Do-PFN: In-Context Learning for Causal Effect Estimation
Jake Robertson, Arik Reuter, Siyuan Guo, Noah Hollmann, Frank Hutter, Bernhard Schölkopf
TL;DR
We address causal effect estimation from observational data without requiring a known causal graph or unconfoundedness. Do-PFN pre-trains a transformer-based PFN on synthetic SCMs to perform in-context learning for predicting conditional interventional distributions and CATEs from observational data, effectively learning to adjust for causal structure during inference. The paper provides theoretical results on optimal CID approximation under the SCM prior, analyzes sources of uncertainty, and demonstrates strong empirical performance across six synthetic case studies, RealCause, and known-graph datasets, with robust uncertainty calibration and favorable inference speed. This approach broadens access to causal-effect estimation by leveraging synthetic priors and amortized inference, offering a practical tool that remains competitive when traditional assumptions fail and scales to moderately complex causal graphs. Overall, Do-PFN shows promise as a general-purpose, efficient backbone for causal inference in tabular settings.
Abstract
Estimation of causal effects is critical to a range of scientific disciplines. Existing methods for this task either require interventional data, knowledge about the ground truth causal graph, or rely on assumptions such as unconfoundedness, restricting their applicability in real-world settings.

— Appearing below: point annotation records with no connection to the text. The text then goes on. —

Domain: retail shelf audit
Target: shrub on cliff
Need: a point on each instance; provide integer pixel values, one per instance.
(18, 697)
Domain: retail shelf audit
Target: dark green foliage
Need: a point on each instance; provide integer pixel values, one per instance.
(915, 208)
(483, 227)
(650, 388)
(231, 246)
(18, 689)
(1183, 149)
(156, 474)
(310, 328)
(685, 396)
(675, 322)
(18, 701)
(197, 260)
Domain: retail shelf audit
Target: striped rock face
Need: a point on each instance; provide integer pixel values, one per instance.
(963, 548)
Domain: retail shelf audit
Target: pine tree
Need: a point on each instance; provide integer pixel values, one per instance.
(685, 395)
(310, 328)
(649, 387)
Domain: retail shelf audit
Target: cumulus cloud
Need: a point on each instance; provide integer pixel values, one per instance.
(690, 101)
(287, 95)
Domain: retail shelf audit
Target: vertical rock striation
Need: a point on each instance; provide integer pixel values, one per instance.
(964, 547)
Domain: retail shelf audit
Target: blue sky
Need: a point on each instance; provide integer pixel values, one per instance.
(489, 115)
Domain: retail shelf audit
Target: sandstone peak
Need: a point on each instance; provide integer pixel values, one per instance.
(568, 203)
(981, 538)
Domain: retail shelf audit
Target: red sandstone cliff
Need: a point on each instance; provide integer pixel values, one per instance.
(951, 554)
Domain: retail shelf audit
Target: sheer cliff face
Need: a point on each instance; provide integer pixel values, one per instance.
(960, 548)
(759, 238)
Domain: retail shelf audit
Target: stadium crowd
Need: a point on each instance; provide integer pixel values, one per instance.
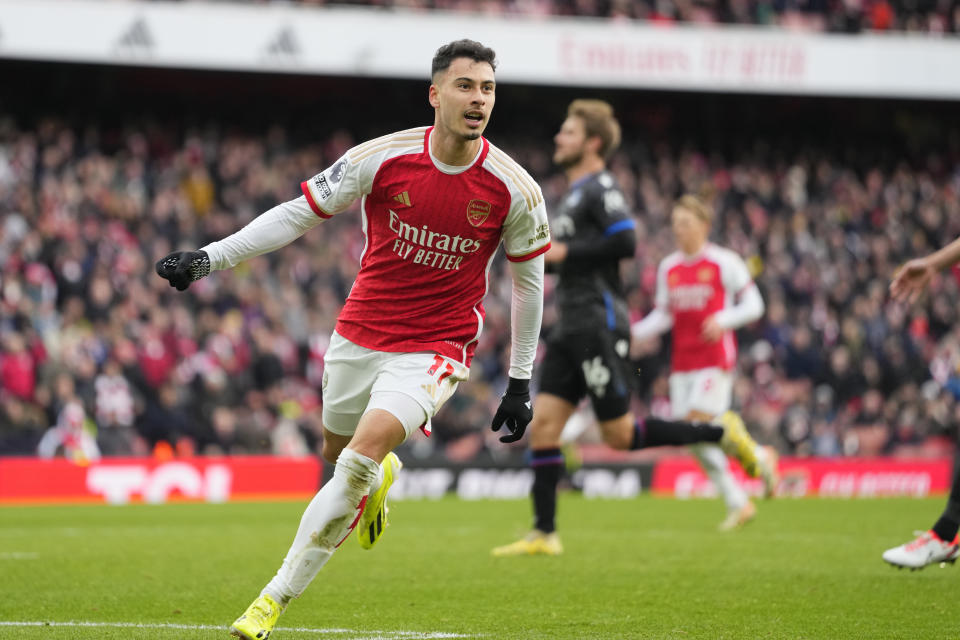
(842, 16)
(101, 357)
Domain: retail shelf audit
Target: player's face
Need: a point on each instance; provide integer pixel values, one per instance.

In the domain of tabular machine learning, Prior-data fitted networks (PFNs) have achieved state-of-the-art predictive performance, having been pre-trained on synthetic data to solve tabular prediction problems via in-context learning. To assess whether this can be transferred to the harder problem of causal effect estimation, we pre-train PFNs on synthetic data drawn from a wide variety of causal structures, including interventions, to predict interventional outcomes given observational data. Through extensive experiments on synthetic case studies, we show that our approach allows for the accurate estimation of causal effects without knowledge of the underlying causal graph. We also perform ablation studies that elucidate Do-PFN's scalability and robustness across datasets with a variety of causal characteristics.